Verilen cevap o kadar basit ve o kadar sığ ki moderatör bile isyan ediyor ve : “ben sizden daha keskin öneriler beklerdim” diyor.
Fetullah Gülen’in kıçından çıkardığı dona sahip olmak, ağzını sildiği pis peçeteyi kapmak ve tabağındaki yemek artıklarını kapışmak için dizinin dibinde aç köpekler gibi bekleyen “Deyyusu Ekberlerin”, bu adamı Peygamber ve haşa Allah gibi gördüğünü halâ anlamıyor musunuz? Cemaat mensuplarını bu kadar çapsız bir açıklama ile bu lâ-dini (din dışı) yapının elinden kurtarmak asla mümkün olmaz.
Eğer FETÖ mensuplarını bu meczuptan koparmak tek bir cümle ile mümkün olabilseydi, Cumhurbaşkanı başta olmak üzere pek çok etkili ve yetkili zevat meydanlara çıkıp bu cümleyi söyler ve insanlarda “Allah Allah! Bizler meğer şirk içindeymişiz” deyip Gülen yapılanmasını terk ederdi. Demek ki “şirk içindesiniz” demekle insanlar ikna olmuyor.
Peki ne yapmak lazım?
Öncelikle Fetullah Gülen gerçeğini dinsel açıdan değil, toplum sosyolojisini ve birey psikolojisini göz önüne alarak incelemek ve sorgulamak gerekiyor.
İslâmiyeti bir araç olarak kullanan din istismarcılarından Türk halkını kurtarmak gerekiyor.
Milattan önce 384-322 yılları arasında yaşayan Aristo ile milattan sonra 1332-1406 yılları arasında yaşayan İbn Haldun arasındaki ilişkiyi biliyor musunuz?
Aristo’nun mantığı düz ve kesindir. Bir şey ya temizdir ya da pis, ya yumuşaktır ya sert, ya siyahtır ya da beyaz. İbn Haldun ise olayları mantık süzgecinden geçirip esnekleştirir. İbn Haldun’a göre bir şey az kirli, kirli, çok kirli, aşırı kirli olabilir. Yine aynı şekilde bir şey yumuşak, az yumuşak, çok yumuşak, aşırı yumuşak olabilir. İki bilim insanı arasındaki en büyük mantıksal farklılık işte budur.
Bugün çoğumuzun evinde var olan TV, radyo, fırın, çamaşır makinesi, cep telefonu ve sair tüm elektrikli ve elektronik eşyaların açma kapama düğmesi (yani ON/OFF) Aristo’nun eseridir. Fakat örneğin çamaşır makinelerindeki çeşitlik yıkama modları, radyo, TV ve cep telefonu ve elektronik eşyalardaki ses, renk ve ışık ayarları, arabaların klima ve vites atlama sistemlerinin mucidi ise İbn Haldun’dur.

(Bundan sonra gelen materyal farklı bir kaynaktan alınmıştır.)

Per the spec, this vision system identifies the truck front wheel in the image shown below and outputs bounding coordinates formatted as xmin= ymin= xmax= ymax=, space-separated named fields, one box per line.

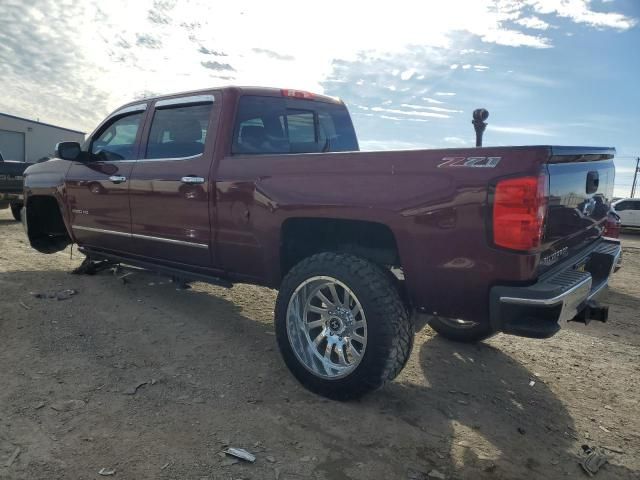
xmin=275 ymin=252 xmax=413 ymax=400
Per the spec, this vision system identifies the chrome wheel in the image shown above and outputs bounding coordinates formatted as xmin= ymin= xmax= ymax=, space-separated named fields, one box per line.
xmin=286 ymin=276 xmax=367 ymax=379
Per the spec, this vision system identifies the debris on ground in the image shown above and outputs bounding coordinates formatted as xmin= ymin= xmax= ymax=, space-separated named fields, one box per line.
xmin=580 ymin=445 xmax=608 ymax=476
xmin=33 ymin=401 xmax=46 ymax=410
xmin=602 ymin=446 xmax=624 ymax=454
xmin=98 ymin=467 xmax=116 ymax=476
xmin=407 ymin=468 xmax=428 ymax=480
xmin=223 ymin=447 xmax=256 ymax=463
xmin=517 ymin=427 xmax=526 ymax=435
xmin=30 ymin=289 xmax=78 ymax=301
xmin=529 ymin=380 xmax=536 ymax=387
xmin=18 ymin=300 xmax=31 ymax=310
xmin=160 ymin=462 xmax=170 ymax=470
xmin=50 ymin=399 xmax=86 ymax=412
xmin=71 ymin=258 xmax=116 ymax=275
xmin=118 ymin=272 xmax=133 ymax=284
xmin=265 ymin=455 xmax=276 ymax=463
xmin=5 ymin=447 xmax=21 ymax=467
xmin=123 ymin=381 xmax=149 ymax=395
xmin=428 ymin=469 xmax=446 ymax=479
xmin=56 ymin=289 xmax=78 ymax=300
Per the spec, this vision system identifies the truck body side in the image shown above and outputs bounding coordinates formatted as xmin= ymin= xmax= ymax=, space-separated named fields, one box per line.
xmin=22 ymin=87 xmax=620 ymax=336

Şimdi “vites” ile İbn Haldun’un ne alâkası var diyebilirsiniz. Ancak eğer araçlar Aristo mantığına göre yapılsaydı ya çalışır ya çalışmazdı, ya gider ya gitmezdi, ya hızlı gider ya da yavaş giderdi. Halbuki İbn Haldun, bir aracın yavaş, biraz hızlı, hızlı, çok hızlı veya aşırı hızlı gidebileceği mantığını kurmuştur. Bugün modern dünyada kullanılan her türlü ayar, ölçme, kontrol ve otomasyon sistemlerinin “babası” işte bu nedenle İbn Haldun’dur.
Kişiye göre din tarifi olmaz. Din, kesin ve kat’i kurallar silsilesidir. Dinin kural ve kaideleri zaman ve mekâna göre de değişmez. Yani haram haramdır, helâl de helâl. Haram ile helâlin arası olmaz. Örneğin birini haksız yere öldürmek günahtır. Buna göre Kur’an ve din ile ilgili konularda Aristo mantığı geçerlidir diyebiliriz.

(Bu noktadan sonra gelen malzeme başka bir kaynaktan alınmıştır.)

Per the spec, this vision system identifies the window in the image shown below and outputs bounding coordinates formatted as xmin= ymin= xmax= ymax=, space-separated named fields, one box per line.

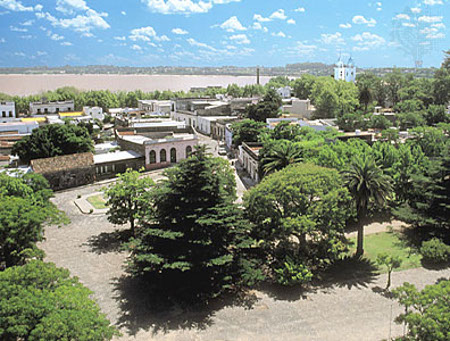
xmin=44 ymin=108 xmax=48 ymax=113
xmin=37 ymin=109 xmax=41 ymax=114
xmin=186 ymin=146 xmax=192 ymax=158
xmin=149 ymin=150 xmax=156 ymax=164
xmin=160 ymin=149 xmax=167 ymax=163
xmin=170 ymin=148 xmax=177 ymax=163
xmin=1 ymin=111 xmax=5 ymax=117
xmin=8 ymin=111 xmax=12 ymax=117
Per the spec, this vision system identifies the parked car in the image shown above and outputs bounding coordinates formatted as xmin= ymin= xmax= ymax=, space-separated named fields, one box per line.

Bizdeki bazı hacı hocalar ve profesör ünvanlı ilahiyatçılar, dinin temel kaide ve kurallarında maalesef İbn Haldun mantığını uyguluyor. İslam dinine yönelik en büyük bilgi çarpıtması ise sosyal medyada ve TV kanallarında yapılıyor.
Kanalın birinde; yanmaz kefen, cinselliği arttıran okunmuş su ve şişelenmiş sakal-ı şerif suyu pazarlayan bir din simsarı, bir elinde Kur’an diğer elinde kredi kartı tutarak kendisine inananları söğüşlerken, diğer kanalda kendini “Profesör” olarak tanıtan bir başka zat-ı muhterem, din-siyaset ve ticaret üçgeninde kendisine inanan eblehleri kandırmakla meşgul.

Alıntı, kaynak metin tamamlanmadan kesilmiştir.